This is very helpful, thanks @Akatsuki030 and @Panchovix.
@Akatsuki030 is it possible to fix it by declaring these variables (Headdim, kBlockM) with constexpr static int instead of constexpr int? I've just pushed a commit that does it. Can you check if that compile on Windows?
A while back someone (I think it was Daniel Haziza from the xformers team) told me that they need constexpr static int for Windows compilation.

@tridao just tested the compilation with your latest push, and now it works.

I did use

  • Python 3.10
  • Pytorch 2.2+cu121 Nightly
  • CUDA 12.2
  • Visual Studio 2022
  • Ninja

Great, thanks for the confirmation @Panchovix. I'll cut a release now (v2.3.2). Ideally we'd set up prebuilt CUDA wheels for Windows at some point so folks can just download instead of having to compile locally, but that can wait till later.

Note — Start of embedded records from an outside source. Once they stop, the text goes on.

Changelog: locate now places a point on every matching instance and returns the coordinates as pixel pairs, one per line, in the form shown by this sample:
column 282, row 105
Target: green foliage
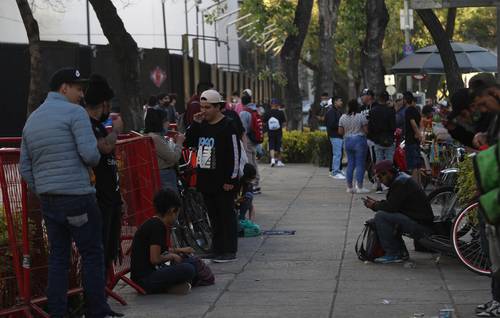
column 304, row 147
column 466, row 183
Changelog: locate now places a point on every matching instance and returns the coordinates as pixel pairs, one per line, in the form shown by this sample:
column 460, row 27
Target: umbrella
column 470, row 58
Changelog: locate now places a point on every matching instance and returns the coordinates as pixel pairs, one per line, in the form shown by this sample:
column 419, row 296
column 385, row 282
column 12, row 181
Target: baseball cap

Great, thanks for the confirmation @Panchovix. I'll cut a release now (v2.3.2). Ideally we'd set up prebuilt CUDA wheels for Windows at some point so folks can just download instead of having to compile locally, but that can wait till later.

Great! I did built a whl with python setup.py bdist_wheel but it seems some people have issues, but it is here in any case https://huggingface.co/Panchovix/flash-attn-2-windows-test-wheel. Probably a missing step for now.

@tridao based on some tests, it seems you need, at least CUDA 12.x and a torch version to build flash attn 2 on Windows, or to even use the wheel. CUDA 11.8 fails to build. Exllamav2 needs to be built with torch+cu121 as well.

We have to be aware that ooba webui comes by default with torch+cu118, so if Windows + that cuda version, it won't compile.

I see, thanks for the confirmation. I guess we rely on Cutlass and Cutlass requires CUDA 12.x to build on Windows.

Just built on cuda 12.1 and tested with exllama_v2 on oobabooga's webui. And can confirm what @Panchovix said above, cuda 12.x is required for Cutlass (12.1 if you want pytorch v2.1).

https://github.com/bdashore3/flash-attention/releases/tag/2.3.2

Another note, it may be a good idea to build wheels for cu121 as well, since github actions currently doesn't build for that version.

Another note, it may be a good idea to build wheels for cu121 as well, since github actions currently doesn't build for that version.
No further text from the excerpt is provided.